Musculoskeletal conditions are negatively impacting the quality of life of older people living in residential aged care facilities, Australian research shows.
A study of 490,325 people in the Registry of Senior Australians admitted to residential aged care between 2004 and 2014 found 40.2% of residents had a musculoskeletal condition, with arthritis accounting for 90% of those.
The study also showed the prevalence of musculoskeletal or arthritis conditions increased between 2004 and 2014.
“Activity limitations most strongly associated with having a musculoskeletal condition were those related to domestic tasks (OR 1.44; 95% CI 1.39- 1.49), home maintenance (OR 1.12; 95% CI 1.10-1.13), transport (OR 1.10; 95% CI 1.07-1.13) and social activities (OR 1.16; 95% CI 1.14-1.19).”

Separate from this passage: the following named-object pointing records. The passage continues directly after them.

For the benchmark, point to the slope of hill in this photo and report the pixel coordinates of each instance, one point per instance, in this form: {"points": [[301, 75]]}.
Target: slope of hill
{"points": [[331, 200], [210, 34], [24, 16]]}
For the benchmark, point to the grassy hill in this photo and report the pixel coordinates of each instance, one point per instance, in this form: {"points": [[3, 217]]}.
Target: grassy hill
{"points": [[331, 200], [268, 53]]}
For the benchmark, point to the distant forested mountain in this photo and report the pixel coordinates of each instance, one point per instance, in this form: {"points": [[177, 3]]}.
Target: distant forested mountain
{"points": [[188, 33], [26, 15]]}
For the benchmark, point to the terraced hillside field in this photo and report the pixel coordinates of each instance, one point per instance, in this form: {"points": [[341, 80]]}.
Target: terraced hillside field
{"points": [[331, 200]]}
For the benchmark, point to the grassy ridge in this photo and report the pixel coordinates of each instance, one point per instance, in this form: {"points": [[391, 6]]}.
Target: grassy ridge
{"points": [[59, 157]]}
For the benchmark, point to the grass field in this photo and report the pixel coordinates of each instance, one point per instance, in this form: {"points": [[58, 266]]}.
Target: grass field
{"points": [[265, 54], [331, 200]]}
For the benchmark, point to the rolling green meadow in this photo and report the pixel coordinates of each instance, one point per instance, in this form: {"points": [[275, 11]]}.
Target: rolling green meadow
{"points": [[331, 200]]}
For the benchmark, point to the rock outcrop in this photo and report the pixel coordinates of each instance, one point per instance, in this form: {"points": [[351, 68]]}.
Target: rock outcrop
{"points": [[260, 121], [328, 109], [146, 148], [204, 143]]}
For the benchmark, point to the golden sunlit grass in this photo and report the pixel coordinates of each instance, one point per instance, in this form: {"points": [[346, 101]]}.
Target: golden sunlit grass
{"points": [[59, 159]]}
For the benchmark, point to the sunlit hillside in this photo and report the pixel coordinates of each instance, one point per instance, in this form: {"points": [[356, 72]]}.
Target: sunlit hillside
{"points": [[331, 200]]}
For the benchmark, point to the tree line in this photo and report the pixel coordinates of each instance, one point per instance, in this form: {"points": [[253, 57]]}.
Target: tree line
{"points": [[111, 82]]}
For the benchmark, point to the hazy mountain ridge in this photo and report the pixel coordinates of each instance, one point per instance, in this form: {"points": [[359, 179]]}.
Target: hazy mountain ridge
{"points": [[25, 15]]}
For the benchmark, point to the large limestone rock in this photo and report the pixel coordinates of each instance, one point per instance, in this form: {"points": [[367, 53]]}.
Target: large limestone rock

The study, published in the Australasian Journal on Ageing, said obesity (OR 1.95; 95% CI 1.81-2.09), pain (OR 1.78; 95%CI 1.74-1.81) and depression (OR 1.20; 95% CI 1.18-1.22) were all statistically significantly associated with the presence of a musculoskeletal condition.
However other comorbid conditions of cancer, dementia and stroke were not associated with the presence of a musculoskeletal condition.
Musculoskeletal conditions were not associated with a higher risk of mortality.
The South Australian study said given people with musculoskeletal conditions were likely to live longer in residential aged care, there was potentially an increasing burden on the aged care system.
For example, “Improved management within residential aged care facilities, in terms of addressing nutrition issues and providing appropriate pain relief, should be considered to improve the quality of life of residents.”
“The model of care delivery in residential aged care will also be challenged, particularly in terms of input from allied health professionals such as physiotherapists, which is currently limited in aged care settings.”
“Conversely, it also highlights the significant impact of musculoskeletal conditions on morbidity and, more specifically, an inability to undertake activities of daily living.”
The investigators concluded that more effective support or management in residential aged care to address musculoskeletal disorders may improve social activity, independence and mobility, and residents’ quality of life.